I could probably go on for an hour...


----------



## mdnky (Dec 13, 2003)

Here's my list:

- Sites that are not Standards Compliant
- Sites that rely on javascript and tables for nav/layout
- Sites that use Flash
- Sites utilizing Java which are MSIE-WIN only (Java...it was afterall developed as a cross-platform language)
- Sites with PopUps or PopUnders
- Sites that specify a min screen resolution or browser type/version
- Sites with automatic background music
- Sites which are hosted on M$ servers
- Sites coded in FrontPage
- Sites that utilize any version od M$'s SQL Server
- Sites that utilize ASP, .net, or ASP.net
- Sites utilizing those transitions (enter or leave)


----------



## RacerX (Dec 14, 2003)

I still find CSS sites to be the worst on the internet as a general rule. All the talk about standards means nothing until enough browsers render these in a predictable manor.



> - Sites coded in FrontPage


I'll go one step further on that one... how about people who charge other people for sites made in FrontPage. That is closely followed by people who have one template they used for every site they make... and then charge for the site.

I do like some flash, but not for content that doesn't need to be active.

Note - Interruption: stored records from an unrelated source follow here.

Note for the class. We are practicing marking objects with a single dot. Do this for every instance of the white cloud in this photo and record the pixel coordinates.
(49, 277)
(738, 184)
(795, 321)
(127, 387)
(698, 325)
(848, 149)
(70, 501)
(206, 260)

And banners that blink or flash! There should be a law against those! If you can't sell a product with a series of images or a mild animation, then you shouldn't be selling your product. Flashing-blinking banners isn't going to help. In fact, who clicks on those anyways?

Java in sites while using Safari. What is up with the delay? OmniWeb loads the same sites (Java and all) much faster. I guess that is more of a browser issue.


----------



## phatcactus (Dec 14, 2003)

My additions...

- "Liquid layouts" that expand to fill your browser window and render any body copy painful to read
- Layouts that are too fat and won't fit in your browser window and introduce horizontal scroll bars
- Sites that validate but have absolute crap for code
- Sites that validate but have absolute crap for design (not really a good way to convert the masses, eh?)
- Text with too little leading
- Links that change size on hover
- Entire blocks of text, or sometimes whitespace that act as a link, sometimes with obnoxious mouseovers (usually the result of an error in the HTML)
- Ugly URLs
- Sites that copy the Aqua style
- Sites that copy the Aqua style and fail miserably
- ALL CAPS
- no caps
- WeIRd CApS

and, yes, it must be repeated...

- Flashing/blinking/violently twitching/"You're a winner!"/"Warning: Your computer is broadcasting its IP address!"/"Your computer is swarming with viruses!"/"Your computer contains spyware!" banners.  DIE DIE DIE DIE DIE DIE DIE DIE.  Aaand, die.


----------



## adambyte (Dec 14, 2003)

Here's my list of peeves. Some of them are rather basic "duh" items of design. Others are just pet peeves of amateurish sites.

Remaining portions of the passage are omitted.